Shadow-test local Ollama models against a cloud baseline with a multi-judge ensemble. Automatically promotes models when statistically proven equivalent — re...
---
name: llm-eval-router
version: 1.2.2
description: Shadow-test local Ollama models against a cloud baseline with a multi-judge ensemble. Automatically promotes models when statistically proven equivalent — reducing API costs with evidence, not hope.
homepage: https://github.com/reddinft/skill-llm-eval-router
metadata:
{
"openclaw": {
"emoji": "🧪",
"requires": {
"bins": ["ollama", "python3"],
"env": ["ANTHROPIC_API_KEY", "OPENAI_API_KEY"]
},
"primaryEnv": "ANTHROPIC_API_KEY",
"network": {
"outbound": true,
"reason": "Sends task prompts to Anthropic (ground truth baseline) and OpenAI/Gemini (judge sampling at 15%). Local model inference via Ollama stays on-device. No telemetry or data collection."
},
"security_notes": "All LLM API calls are made using the user's own API keys to providers they have accounts with. No telemetry or data collection of any kind. Task prompts are sent to Anthropic/OpenAI/Gemini only for ground-truth generation and judge scoring — all at 15% sampling. Local Ollama inference runs entirely on-device."
}
}
---
**Last used:** 2026-03-24
**Memory references:** 7
**Status:** Active
# llm-eval-router
Set up a production-quality shadow evaluation pipeline that automatically
promotes local Ollama models when they statistically prove they match cloud
model quality — reducing inference costs with evidence, not hope.
## The core idea
Run every task through your best local model (shadow) in parallel with your
cloud baseline (ground truth). A lightweight judge ensemble scores the local
output. After 200+ runs, if the local model hits 0.95 mean score, promote it
to handle that task type in production. Demote it automatically if quality drops.
## When to use
- You're paying for Claude/GPT API calls on tasks that don't need that quality
- You have Ollama running locally with capable models (qwen2.5, phi4, mistral, etc.)
- You want evidence-based cost reduction, not blind routing
- You have defined task types: summarize, classify, extract, format, analyze, RAG
## When NOT to use
- Tasks that require real-time web knowledge (use cloud)
- Tasks with strict latency requirements < 2 seconds (local models on CPU are slow)
- Tasks with high safety stakes (always use cloud with safety filters)

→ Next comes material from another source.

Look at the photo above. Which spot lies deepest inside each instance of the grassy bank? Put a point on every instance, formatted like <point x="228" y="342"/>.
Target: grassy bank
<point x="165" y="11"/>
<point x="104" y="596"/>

- You don't have Ollama or a Mac/Linux machine with enough RAM (8GB+ per model)
## Prerequisites
- Ollama installed and running (ollama.com)
- At least one capable model: `ollama pull qwen2.5` or `ollama pull phi4`
- Python 3.10+
- API keys: Anthropic (ground truth) + OpenAI (judge) — Gemini optional (tiebreaker)
- Langfuse for observability (self-hosted or cloud) — optional but strongly recommended
## Network & Privacy
This skill makes outbound API calls to:
- **Anthropic API** — to generate ground truth baseline responses (every accumulation cycle)
- **OpenAI API** — for judge scoring (sampled at 15% of runs)
- **Google Gemini API** — tiebreaker judge only (when primary judges disagree by ≥0.20)
**What stays local:**
- All Ollama model inference runs entirely on your device
- Scored run data is stored on disk in `data/scores/*.json`
- No telemetry, analytics, or data collection of any kind
- No data is sent anywhere other than the explicit API calls above
**Langfuse** (optional) can be self-hosted or cloud. If self-hosted, all observability data stays on your network.
## Core concepts
### 6-Dimension Evaluation
Every response is scored on:
| Dimension | Default weight | Analyze weight | What it measures |
|---|---|---|---|
| Structural | 25% | **10%** | Format compliance, required keys present |
| Semantic | 25% | **40%** | Meaning equivalence to ground truth |
| Factual | 20% | 25% | No hallucinated facts/numbers/entities |
| Completion | 15% | 18% | Task fully addressed |
| Tool use | 10% | 4% | Correct tool/format selection |
| Latency | 5% | 3% | Within acceptable bounds |
**Important:** Use per-task weight overrides. The default 25/25 split treats structural
accuracy equally with semantic similarity — which works for extract/classify/format tasks
(where exact format matters) but is wrong for open-ended analysis. `difflib.SequenceMatcher`
on two prose analyses of the same question scores ~0.29 even when they're semantically
identical. With structural weight at 25%, this alone caps analyze scores at ~0.59.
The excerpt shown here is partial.